Because the world is currently captive to a usurper and his forces, we can easily get our fill of rebellion, insurgency, and adventure.  Yet, because we fight for the true King, we can be comfortable in the knowledge that our actions (if we are good soldiers) are ratified by Heaven.

I have felt this double need, simultaneously fulfilled, many dozens of times since becoming an Anglican.  I felt it particularly when I was still organizationally linked to that great Satan, The Episcopal Church.  We traditionalists were always embattled, almost always losing, rebellious to the death (if necessary) against the Zeitgeist, but at the same time, innocent as doves regarding the commandments of God.  I don't know any other feeling which satisfies me as much.

Wednesday, November 3, 2010

On Being Stuck at a Local Optimum

It seems that my seven years of engineering school were not a total waste.  For they have given me ways to think about life's problems that might otherwise not have occured to me, such as the distinction between global and local optima.  ("Optima" is the plural of "optimum", which means "the best" place.)

My contention (from looking at my own life and the lives of others) is that we humans often get stuck at a local optimum, and that we lack the faith or the initiative to seek for the global optimum.  There are reasons for this.

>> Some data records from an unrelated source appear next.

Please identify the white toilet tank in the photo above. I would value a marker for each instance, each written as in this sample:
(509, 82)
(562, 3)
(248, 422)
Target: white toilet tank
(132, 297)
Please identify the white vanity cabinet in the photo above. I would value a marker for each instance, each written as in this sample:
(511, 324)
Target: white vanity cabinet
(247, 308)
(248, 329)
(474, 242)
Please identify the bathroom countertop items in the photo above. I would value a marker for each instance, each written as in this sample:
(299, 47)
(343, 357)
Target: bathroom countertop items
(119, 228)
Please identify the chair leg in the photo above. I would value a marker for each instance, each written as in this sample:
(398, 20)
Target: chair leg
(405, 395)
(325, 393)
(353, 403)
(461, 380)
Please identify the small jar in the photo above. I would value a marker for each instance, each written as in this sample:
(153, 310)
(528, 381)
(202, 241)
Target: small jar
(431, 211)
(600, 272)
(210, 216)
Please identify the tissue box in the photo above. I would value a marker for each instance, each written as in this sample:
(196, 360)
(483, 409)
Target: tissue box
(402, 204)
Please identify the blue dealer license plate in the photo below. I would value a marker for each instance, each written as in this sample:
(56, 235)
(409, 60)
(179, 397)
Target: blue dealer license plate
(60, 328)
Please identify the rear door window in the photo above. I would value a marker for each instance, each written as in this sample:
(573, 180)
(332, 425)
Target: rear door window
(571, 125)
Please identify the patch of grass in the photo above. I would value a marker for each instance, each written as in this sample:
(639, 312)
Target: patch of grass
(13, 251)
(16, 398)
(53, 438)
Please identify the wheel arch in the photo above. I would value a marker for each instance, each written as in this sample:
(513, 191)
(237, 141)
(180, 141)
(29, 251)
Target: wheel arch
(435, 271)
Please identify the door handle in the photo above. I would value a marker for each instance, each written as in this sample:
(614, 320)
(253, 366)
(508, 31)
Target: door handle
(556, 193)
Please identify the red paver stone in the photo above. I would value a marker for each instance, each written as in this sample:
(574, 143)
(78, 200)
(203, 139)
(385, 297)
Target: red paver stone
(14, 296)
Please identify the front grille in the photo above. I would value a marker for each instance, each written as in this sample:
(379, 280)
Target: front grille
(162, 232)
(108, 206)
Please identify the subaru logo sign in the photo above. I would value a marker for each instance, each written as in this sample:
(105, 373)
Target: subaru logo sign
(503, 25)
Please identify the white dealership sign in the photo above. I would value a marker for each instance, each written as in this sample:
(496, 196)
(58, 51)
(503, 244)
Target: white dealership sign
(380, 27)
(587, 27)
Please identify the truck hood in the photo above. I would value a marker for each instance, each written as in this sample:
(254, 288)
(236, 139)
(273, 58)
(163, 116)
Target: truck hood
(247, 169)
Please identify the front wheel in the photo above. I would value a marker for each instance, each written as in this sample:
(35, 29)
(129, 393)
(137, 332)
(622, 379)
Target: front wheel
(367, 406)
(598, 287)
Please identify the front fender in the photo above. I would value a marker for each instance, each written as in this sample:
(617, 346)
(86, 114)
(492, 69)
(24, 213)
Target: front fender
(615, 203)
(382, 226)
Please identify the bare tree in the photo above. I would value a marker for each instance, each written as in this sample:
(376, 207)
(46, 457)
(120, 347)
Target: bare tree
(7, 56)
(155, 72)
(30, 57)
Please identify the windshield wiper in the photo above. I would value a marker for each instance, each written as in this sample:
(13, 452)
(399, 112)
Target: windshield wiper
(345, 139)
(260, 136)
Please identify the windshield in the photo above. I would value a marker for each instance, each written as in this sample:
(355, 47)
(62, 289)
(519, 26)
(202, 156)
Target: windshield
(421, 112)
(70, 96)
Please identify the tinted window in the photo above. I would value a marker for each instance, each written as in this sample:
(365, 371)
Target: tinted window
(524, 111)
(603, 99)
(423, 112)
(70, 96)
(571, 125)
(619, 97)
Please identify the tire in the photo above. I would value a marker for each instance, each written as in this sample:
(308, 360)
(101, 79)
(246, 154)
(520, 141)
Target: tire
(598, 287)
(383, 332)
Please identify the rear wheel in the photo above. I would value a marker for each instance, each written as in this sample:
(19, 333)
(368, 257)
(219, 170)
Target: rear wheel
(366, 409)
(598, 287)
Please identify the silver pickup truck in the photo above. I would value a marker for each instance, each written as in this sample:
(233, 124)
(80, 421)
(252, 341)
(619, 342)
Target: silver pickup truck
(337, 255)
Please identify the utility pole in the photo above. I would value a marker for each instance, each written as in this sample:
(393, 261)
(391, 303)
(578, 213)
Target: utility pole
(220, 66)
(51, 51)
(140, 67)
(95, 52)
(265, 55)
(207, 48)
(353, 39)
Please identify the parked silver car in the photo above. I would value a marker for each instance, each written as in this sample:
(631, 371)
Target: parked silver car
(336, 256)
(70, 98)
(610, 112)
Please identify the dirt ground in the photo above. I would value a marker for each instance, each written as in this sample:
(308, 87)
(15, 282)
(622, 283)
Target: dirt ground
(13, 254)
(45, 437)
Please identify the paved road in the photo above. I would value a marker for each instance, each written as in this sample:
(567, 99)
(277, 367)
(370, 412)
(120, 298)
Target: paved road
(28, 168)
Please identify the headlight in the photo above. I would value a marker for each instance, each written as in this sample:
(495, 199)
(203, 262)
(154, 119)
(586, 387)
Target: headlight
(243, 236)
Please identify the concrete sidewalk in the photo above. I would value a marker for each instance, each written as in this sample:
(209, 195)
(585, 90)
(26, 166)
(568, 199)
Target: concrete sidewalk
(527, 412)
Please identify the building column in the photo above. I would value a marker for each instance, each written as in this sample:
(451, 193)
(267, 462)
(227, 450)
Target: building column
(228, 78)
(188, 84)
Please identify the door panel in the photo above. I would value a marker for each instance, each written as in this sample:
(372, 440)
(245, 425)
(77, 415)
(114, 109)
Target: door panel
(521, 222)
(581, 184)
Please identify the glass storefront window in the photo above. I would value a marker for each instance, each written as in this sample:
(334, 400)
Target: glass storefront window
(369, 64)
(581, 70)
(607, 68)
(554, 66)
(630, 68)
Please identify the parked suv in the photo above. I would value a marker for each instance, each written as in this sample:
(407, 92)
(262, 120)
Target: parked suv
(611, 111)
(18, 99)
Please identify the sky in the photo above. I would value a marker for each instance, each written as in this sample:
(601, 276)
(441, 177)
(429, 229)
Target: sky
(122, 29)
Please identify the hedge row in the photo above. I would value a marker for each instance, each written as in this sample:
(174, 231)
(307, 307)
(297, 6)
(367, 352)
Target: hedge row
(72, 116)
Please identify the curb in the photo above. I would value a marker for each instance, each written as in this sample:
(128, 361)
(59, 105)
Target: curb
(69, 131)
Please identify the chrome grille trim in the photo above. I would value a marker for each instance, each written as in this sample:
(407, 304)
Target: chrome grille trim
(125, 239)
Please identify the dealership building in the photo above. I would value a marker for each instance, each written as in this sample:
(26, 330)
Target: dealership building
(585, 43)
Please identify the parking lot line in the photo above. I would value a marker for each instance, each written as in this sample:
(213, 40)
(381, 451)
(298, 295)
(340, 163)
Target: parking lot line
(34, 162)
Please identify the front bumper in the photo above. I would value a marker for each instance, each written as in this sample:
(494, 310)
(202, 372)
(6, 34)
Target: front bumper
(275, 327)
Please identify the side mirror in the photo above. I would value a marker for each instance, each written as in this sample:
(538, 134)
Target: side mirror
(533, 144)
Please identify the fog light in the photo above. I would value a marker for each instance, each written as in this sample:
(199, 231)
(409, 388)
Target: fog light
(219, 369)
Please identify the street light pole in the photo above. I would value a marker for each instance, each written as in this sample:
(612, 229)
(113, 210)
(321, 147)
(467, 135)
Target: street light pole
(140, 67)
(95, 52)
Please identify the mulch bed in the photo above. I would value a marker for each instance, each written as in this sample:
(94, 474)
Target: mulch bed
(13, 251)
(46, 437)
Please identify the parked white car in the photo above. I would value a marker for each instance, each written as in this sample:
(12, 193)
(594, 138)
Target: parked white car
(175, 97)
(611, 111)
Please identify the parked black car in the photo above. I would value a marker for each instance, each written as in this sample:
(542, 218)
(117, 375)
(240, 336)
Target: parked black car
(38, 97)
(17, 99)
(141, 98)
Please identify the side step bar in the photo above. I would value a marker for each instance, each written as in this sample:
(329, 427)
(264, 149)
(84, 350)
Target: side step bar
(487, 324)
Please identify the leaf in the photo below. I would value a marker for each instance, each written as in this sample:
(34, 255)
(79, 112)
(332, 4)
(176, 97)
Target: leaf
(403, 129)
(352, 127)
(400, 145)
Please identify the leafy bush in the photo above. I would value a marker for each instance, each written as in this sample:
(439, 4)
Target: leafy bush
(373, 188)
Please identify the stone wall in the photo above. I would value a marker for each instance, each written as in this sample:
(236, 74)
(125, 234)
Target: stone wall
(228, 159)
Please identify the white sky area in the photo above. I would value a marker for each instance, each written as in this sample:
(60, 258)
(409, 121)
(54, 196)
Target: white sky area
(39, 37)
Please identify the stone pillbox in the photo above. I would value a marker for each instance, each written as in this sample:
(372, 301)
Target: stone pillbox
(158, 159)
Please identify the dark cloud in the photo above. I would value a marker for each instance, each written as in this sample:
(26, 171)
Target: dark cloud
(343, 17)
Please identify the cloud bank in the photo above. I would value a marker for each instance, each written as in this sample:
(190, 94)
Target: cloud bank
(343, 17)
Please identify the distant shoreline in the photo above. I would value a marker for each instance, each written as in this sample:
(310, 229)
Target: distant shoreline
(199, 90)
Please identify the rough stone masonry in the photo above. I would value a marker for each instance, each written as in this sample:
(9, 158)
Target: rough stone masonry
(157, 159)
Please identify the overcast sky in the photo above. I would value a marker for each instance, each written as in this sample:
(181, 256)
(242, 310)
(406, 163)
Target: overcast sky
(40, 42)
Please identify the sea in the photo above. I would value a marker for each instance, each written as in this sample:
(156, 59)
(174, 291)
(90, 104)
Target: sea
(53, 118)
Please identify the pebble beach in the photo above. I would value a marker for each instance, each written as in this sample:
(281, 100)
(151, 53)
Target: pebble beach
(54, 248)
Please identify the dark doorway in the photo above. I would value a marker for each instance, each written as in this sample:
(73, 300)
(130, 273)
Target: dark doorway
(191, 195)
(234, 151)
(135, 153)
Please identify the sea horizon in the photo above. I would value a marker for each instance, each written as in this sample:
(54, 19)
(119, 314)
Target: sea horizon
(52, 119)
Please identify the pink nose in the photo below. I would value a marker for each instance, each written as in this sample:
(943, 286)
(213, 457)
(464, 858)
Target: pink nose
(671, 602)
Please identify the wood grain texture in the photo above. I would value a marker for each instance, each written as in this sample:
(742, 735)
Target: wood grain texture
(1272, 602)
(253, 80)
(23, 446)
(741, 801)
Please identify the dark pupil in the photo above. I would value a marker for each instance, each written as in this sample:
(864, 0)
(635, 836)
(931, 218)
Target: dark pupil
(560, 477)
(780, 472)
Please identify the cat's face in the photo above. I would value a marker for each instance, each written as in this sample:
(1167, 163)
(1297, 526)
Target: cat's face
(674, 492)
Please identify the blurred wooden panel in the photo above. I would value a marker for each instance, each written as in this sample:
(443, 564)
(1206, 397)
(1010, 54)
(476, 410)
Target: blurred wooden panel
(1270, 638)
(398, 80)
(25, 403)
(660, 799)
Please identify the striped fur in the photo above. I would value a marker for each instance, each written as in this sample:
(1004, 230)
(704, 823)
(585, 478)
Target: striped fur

In the accompanying plot, the vertical axis could be anything you seek in life (e.g., happiness), or anything you wish to eliminate from your life (e.g., fear).  I have drawn the curve so that the lower you are on the curve, the better things are for you.  The horizontal axis indicates things in your life over which you have direct or indirect control.

















Picture yourself at the point labelled "Local Optimum".  As far as you can tell, things are going as well as can be expected.  How do you know this?  You know it by sensing the gradient (or slope) to the left and right of your position.  If you move to the left, the curve goes up (meaning: your life gets a bit worse).  If you move to the right, the curve also goes up (your life gets worse in that direction also).  So, it seems logical to stay where you are.  Right?

Well, perhaps not.  There may be some much better point (the Global Optimum) where your life would be much happier.  But there are two problems:

(1)  You probably cannot see the Global Optimum.  You may only be able to see for a short distance in either direction from your present location.

(2)  Even if you know it is there, your life has to get worse (or at least, harder) before it gets better.  There will be sacrifice (moving far up on the curve) before things begin to improve.

Of these two problems, I think that the first is by far the worse.  Without a vision of a better place, it is not easy (and, perhaps, not advisable) to set off to find it.  This calls for faith, and for the vision of another, who can see both your position and the Global Optimum.  The second problem is still daunting for some.  One knows of and believes in the existence of the Global Optimum (or even some better Local Optimum), but one seems unable to gather the required strength to climb the hills necessary to reach it.  This part calls for courage.

Maybe you fancy yourself to be at your life's Global Optimum; I do not.  Today, let us catch a vision of how our lives could be better, more glorifying to God.  And let us start climbing.